Bauter found that alternative, the Rambler, on Craigslist. It was sitting in the rear of a trailer park, hidden beneath a blue tarp and partially sheltered by a camper. “She just spoke to me,” Bauter said of the car, which she originally called Sugar. “She had a short wheelbase and cost less than $1,000, which sounded pretty good—until I realized that there were no aftermarket parts out there. So that was a bit of a challenge.”

Bauter joked that when it came to the engine, overcoming her own stubbornness was bit of a challenge too. “At first I thought, ‘No big deal, I’ll just keep the (original) flathead-six and three on the tree.’ But the more I drove my husband’s Camaro, the more I realized that the flathead-six in the Rambler just wasn’t going to be adequate for autocross.”

Unfortunately, that realization came after the original engine had already been rebuilt. “Rodney told me not to spend the money, but I didn’t listen,” Bauter admitted. “So I have a beautifully rebuilt flathead-six stored nicely in my garage. Hopefully, some AMC purist out there will want it.”

Bauter’s 1963 wide-body AMC Rambler American 220 Wagon engine
Matt Lewis

Bauter’s ultimate engine of choice was a Chevy 5.3-liter V-8, tuned to 360 horsepower. She said a GM small block engine was “a no-brainer,” not only because it offered a dramatic increase in performance but “it doesn’t leak oil in your driveway.” Other upgrades included an Edelbrock carburetor and Spectre fuel rail, fuel regulator, crankcase breather, and high-flow intake system.

While Bauter worked on the Bear Pro brakes, electrical components, and interior, she took full advantage of her husband’s suspension know-how and Camaro expertise. The two rigged up a first-generation Camaro subframe, custom front suspension from Suspension Geek, and an independent rear from the fifth-gen Camaro. All of the upgrades led to the realization that “significant rubber” would be required. (They chose 18×10.5 US Mags wheels and sticky BF Goodrich Rival S tires.) But to do that, they would need fender flares. Big ones, at 8.5 inches.

Bauter turned to Rob MacGregor of No Limit Engineering.
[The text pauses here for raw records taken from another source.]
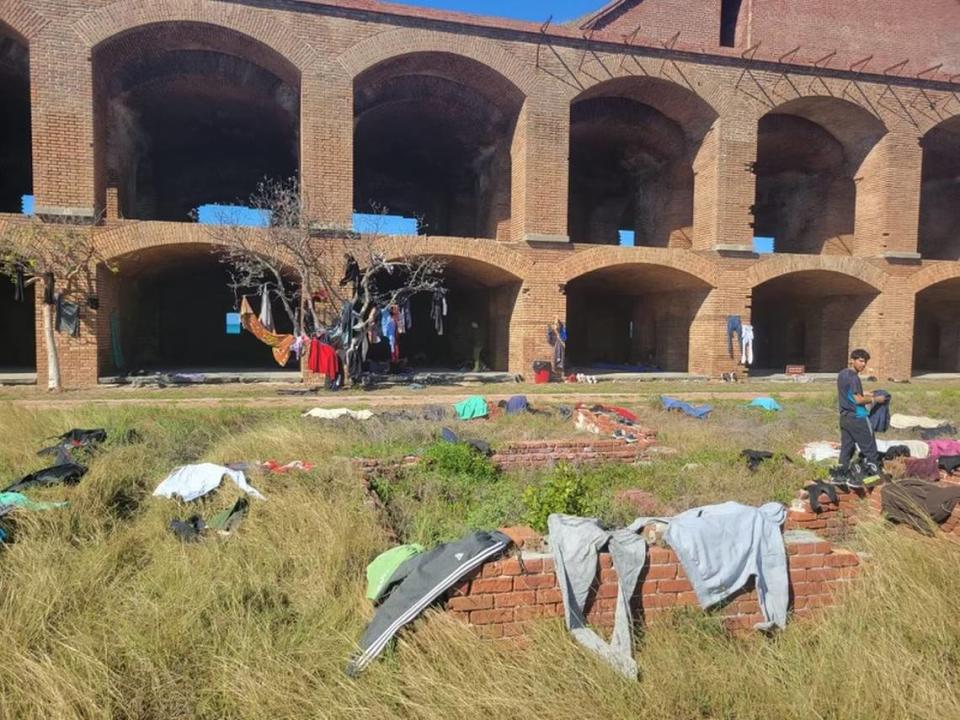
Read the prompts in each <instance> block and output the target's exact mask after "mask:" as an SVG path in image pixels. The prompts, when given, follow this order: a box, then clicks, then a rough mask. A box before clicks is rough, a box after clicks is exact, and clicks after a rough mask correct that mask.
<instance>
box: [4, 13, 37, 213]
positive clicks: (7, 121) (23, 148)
mask: <svg viewBox="0 0 960 720" xmlns="http://www.w3.org/2000/svg"><path fill="white" fill-rule="evenodd" d="M31 154H32V150H31V146H30V68H29V55H28V51H27V46H26V45H25V44H24V43H23V42H22V41H21V40H20V38H18V37H17V36H16V34H15V33H14V32H13V31H12V30H10V29H9V28H7V27H6V26H5V25H4V24H3V23H0V212H9V213H19V212H20V208H21V198H22V196H24V195H29V194H30V193H31V192H32V185H33V177H32V157H31Z"/></svg>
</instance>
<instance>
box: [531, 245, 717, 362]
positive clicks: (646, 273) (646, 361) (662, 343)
mask: <svg viewBox="0 0 960 720" xmlns="http://www.w3.org/2000/svg"><path fill="white" fill-rule="evenodd" d="M709 292H710V286H709V285H708V284H707V283H706V282H704V281H703V280H701V279H700V278H697V277H695V276H693V275H691V274H689V273H686V272H683V271H680V270H675V269H673V268H668V267H664V266H660V265H644V264H624V265H615V266H611V267H605V268H601V269H599V270H594V271H592V272H588V273H586V274H584V275H581V276H579V277H577V278H575V279H573V280H571V281H569V282H568V283H567V286H566V293H567V329H568V333H569V338H568V341H567V364H568V366H570V367H574V368H579V369H583V370H587V369H591V370H604V369H613V367H614V366H623V367H624V369H625V368H626V367H636V368H641V367H643V368H648V369H649V370H662V371H668V372H687V371H688V369H689V366H690V357H689V355H690V335H691V332H692V330H693V327H694V325H695V323H696V321H697V315H698V313H699V311H700V309H701V306H702V305H703V302H704V300H705V299H706V297H707V295H708V294H709ZM544 332H546V328H544Z"/></svg>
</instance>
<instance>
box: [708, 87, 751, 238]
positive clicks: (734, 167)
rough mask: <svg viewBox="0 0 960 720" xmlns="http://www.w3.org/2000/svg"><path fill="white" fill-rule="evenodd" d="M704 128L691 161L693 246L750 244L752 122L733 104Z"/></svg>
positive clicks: (749, 114) (749, 118)
mask: <svg viewBox="0 0 960 720" xmlns="http://www.w3.org/2000/svg"><path fill="white" fill-rule="evenodd" d="M728 112H729V113H730V114H725V115H724V116H722V117H721V118H720V119H719V120H717V121H716V122H715V123H714V125H713V128H712V129H711V130H710V131H709V132H708V133H707V136H706V137H705V138H704V140H703V143H702V144H701V146H700V150H699V152H698V153H697V156H696V158H695V159H694V162H693V169H694V173H695V176H694V178H695V179H694V197H693V249H694V250H716V249H735V250H752V248H753V227H752V223H753V214H752V212H751V207H752V206H753V202H754V195H755V192H756V190H755V188H756V177H755V176H754V174H753V172H752V170H751V168H752V164H753V162H754V161H755V160H756V158H757V122H756V120H755V119H754V118H753V116H752V115H750V114H749V113H744V112H739V113H738V112H737V111H736V107H735V106H734V107H733V108H731V109H730V110H728Z"/></svg>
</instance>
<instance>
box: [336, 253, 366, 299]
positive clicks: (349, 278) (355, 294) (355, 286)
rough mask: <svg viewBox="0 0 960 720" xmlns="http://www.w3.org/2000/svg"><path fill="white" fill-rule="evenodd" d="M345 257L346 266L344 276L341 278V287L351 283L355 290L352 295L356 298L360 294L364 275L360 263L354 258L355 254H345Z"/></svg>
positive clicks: (345, 263)
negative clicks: (352, 294)
mask: <svg viewBox="0 0 960 720" xmlns="http://www.w3.org/2000/svg"><path fill="white" fill-rule="evenodd" d="M343 259H344V262H345V266H344V268H343V278H342V279H341V280H340V287H345V286H346V285H350V286H351V288H352V292H353V295H352V297H354V298H355V297H357V296H358V295H359V294H360V278H361V275H362V273H361V272H360V264H359V263H358V262H357V261H356V259H354V257H353V255H344V256H343Z"/></svg>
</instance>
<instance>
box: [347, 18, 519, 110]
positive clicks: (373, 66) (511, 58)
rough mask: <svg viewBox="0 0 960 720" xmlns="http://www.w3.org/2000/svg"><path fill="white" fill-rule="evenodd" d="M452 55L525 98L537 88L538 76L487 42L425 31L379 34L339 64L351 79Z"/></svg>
mask: <svg viewBox="0 0 960 720" xmlns="http://www.w3.org/2000/svg"><path fill="white" fill-rule="evenodd" d="M424 52H429V53H448V54H451V55H460V56H462V57H466V58H469V59H471V60H475V61H476V62H478V63H481V64H482V65H486V66H487V67H489V68H490V69H491V70H494V71H496V72H497V73H499V74H500V75H502V76H503V77H504V78H506V79H507V80H509V81H510V82H511V83H512V84H513V85H514V86H515V87H516V88H517V89H518V90H519V91H520V92H522V93H523V94H524V95H529V94H530V93H531V91H532V90H533V88H534V86H535V85H536V79H537V78H536V74H535V73H534V72H533V71H531V70H530V68H529V66H528V65H527V64H526V63H524V62H523V61H521V60H520V59H519V58H517V57H515V56H513V55H511V54H510V53H509V52H507V51H506V50H504V49H503V48H501V47H499V46H497V45H494V44H491V43H488V42H485V41H484V40H482V39H480V38H477V37H473V36H464V35H456V36H454V35H447V34H445V33H439V32H426V31H423V30H412V29H406V28H404V29H398V30H391V31H389V32H384V33H379V34H377V35H374V36H373V37H370V38H367V39H366V40H362V41H360V42H359V43H357V44H356V45H354V46H352V47H350V48H349V49H348V50H346V51H345V52H344V53H342V54H341V55H340V56H339V57H338V58H337V62H338V63H339V64H340V66H341V67H343V69H344V70H345V71H346V73H347V75H348V76H349V77H350V78H352V79H355V78H356V77H357V76H358V75H360V74H361V73H363V72H365V71H366V70H369V69H370V68H372V67H374V66H376V65H379V64H380V63H382V62H385V61H387V60H390V59H392V58H396V57H400V56H403V55H410V54H414V53H424Z"/></svg>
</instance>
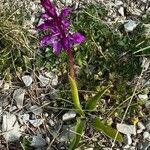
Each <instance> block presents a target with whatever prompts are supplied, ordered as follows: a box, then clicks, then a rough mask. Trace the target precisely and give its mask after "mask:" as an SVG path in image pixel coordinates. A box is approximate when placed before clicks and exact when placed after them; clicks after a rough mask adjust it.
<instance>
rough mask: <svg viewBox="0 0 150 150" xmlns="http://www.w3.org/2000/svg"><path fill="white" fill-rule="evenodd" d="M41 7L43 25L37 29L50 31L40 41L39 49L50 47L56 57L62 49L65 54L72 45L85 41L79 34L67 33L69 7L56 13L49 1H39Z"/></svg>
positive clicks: (70, 11) (41, 25)
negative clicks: (40, 3) (42, 6)
mask: <svg viewBox="0 0 150 150" xmlns="http://www.w3.org/2000/svg"><path fill="white" fill-rule="evenodd" d="M41 5H42V6H43V8H44V10H45V12H44V13H42V15H41V18H42V19H43V21H44V23H42V24H40V25H39V26H38V27H37V29H39V30H48V31H50V32H49V33H48V34H47V35H45V36H44V37H43V38H42V39H41V40H40V46H41V47H45V46H48V45H51V46H52V48H53V52H54V53H55V54H56V55H58V54H60V52H61V50H62V49H64V50H65V51H66V52H67V51H70V50H71V47H72V46H73V45H74V44H80V43H81V42H83V41H84V40H85V37H84V36H83V35H82V34H81V33H79V32H76V33H71V32H70V31H69V28H70V25H71V22H70V20H69V16H70V14H71V9H70V8H69V7H65V8H64V9H62V10H61V12H60V13H58V12H57V10H56V8H55V7H54V5H53V4H52V3H51V1H50V0H41Z"/></svg>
I plied him with beer so he would do it,” she joked. “Although he said later that it ended up being a fun project.”

When Bauter picked up the finished flares “they were so big that I didn’t think they would fit in the back of my Jeep Grand Cherokee. But we got them home, and they went on like they were custom fitted.” MacGregor’s only request was that he be allowed to suggest a new name for the car: Flare Witch Project. Bauter’s reaction? “That’s it!”

Bauter’s 1963 wide-body AMC Rambler American 220 Wagon headlight
Matt Lewis

“Rob knows me well,” she said. “But the car is a bitch on wheels, so the name isn’t just about my snarky attitude.”

Bauter said the Rambler, wearing a Washington Blue paint job from Best of Show Coachworks, was finished just a couple of days prior to SEMA, and she arrived in Las Vegas feeling like she had already won. “Just being invited by Spectre was incredible,” she said. Bauter was “blown away” when Brian Lohnes, editor in chief of, chose the Rambler as Best Hot Rod. Lohnes’ wrote, “Great car building is about defying convention. This car manages to defy them all and show off everything great about hot rodding.”

She is enjoying the spotlight, but Bauter can’t imagine tackling a similar project in the future. “This is the first time I’ve built an entire car, not just modified one. It’s probably the last time too,” she said with a laugh. “I’ve already reached the pinnacle at SEMA. I can’t top that. I’m humbled and grateful. I mean, people actually want to interview me. That’s crazy.”